阿凤睡觉时一向很警觉,她要是碰到了阿凤的睫毛一定会害阿凤醒过来。阿凤好不容易能休息一会儿,乔琬舍不得闹她。
一夜太平。骆凤心只睡了大约一个时辰,两人回到帐中又补了会儿觉,待乔琬再次醒来时身边的床铺都是凉的,看样子骆凤心已经起去多时了。
她伸了个懒腰坐起来,隐隐听到帐外有人说话。
“楠竹?”乔琬唤了一声。
楠竹掀开帐帘进来向她请安。
“谁在外面?”乔琬在楠竹的伺候下穿好衣服,跪坐在坐垫上等楠竹帮她整理头发。
“是陈小将军。”楠竹回答。乔琬的头发昨晚骆凤心帮她梳过了,后来睡觉时只散了下面一半,上面还是好的,楠竹只用帮她把底下的头发重新盘起来就好,弄得很快。
“哪个陈小将军?”乔琬先前熬了很长一顿时间,昨天两觉一睡整个人都有点懵。
“就是平襄王家的陈修禾小将军,在外面想见您,我跟他说您在休息,让他先回去。”楠竹道。
乔琬这才想起来:“他找我有什么事么?”
“他没有说,也不肯走,现在还在外面,您要见他么?”楠竹给乔琬弄好了头发,递上水杯给乔琬漱口。
乔琬洗漱完毕对楠竹道:“让他进来吧。”
楠竹出去转达了乔琬的话,将帐帘挂起来。

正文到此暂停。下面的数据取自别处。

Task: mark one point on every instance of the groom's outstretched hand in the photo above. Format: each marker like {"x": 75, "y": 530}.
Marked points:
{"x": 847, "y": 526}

帐内瞬间大亮,乔琬眯缝了一下眼睛,抬起手臂遮了下过于刺眼的光线,待到双眼适应时才放下,却见陈修禾还直戳戳地站在门外,这么半天都没踏进来一步。
“怎么,我这帐中有吃人的猛兽不成?”乔琬调侃他道。
“您是殿下的内眷,我是外臣,不可入内冒犯。”陈修禾说起话来还是那样一本正经,只不过比起一开始对乔琬这个“内眷”的不屑一顾,这时再说起这个词时则多了些尊重,起码会用“您”来称呼她了。
乔琬忽然对陈修禾的老师很感兴趣,究竟是哪位能人能将这么个小孩儿教出一副老学究的模样,还把自家的对头当成了崇拜对象。
她心情好的时候或许会逮着这个捉弄陈修禾一下,不过她这会儿刚睡醒不是很有精神,而且陈修禾眼下虽然站得笔直,那纯粹是一直以来的家教使然,他耷拉着眉眼,目光游移躲闪,活像一只斗败了的公鸡,浑身上下哪哪儿都写着可怜。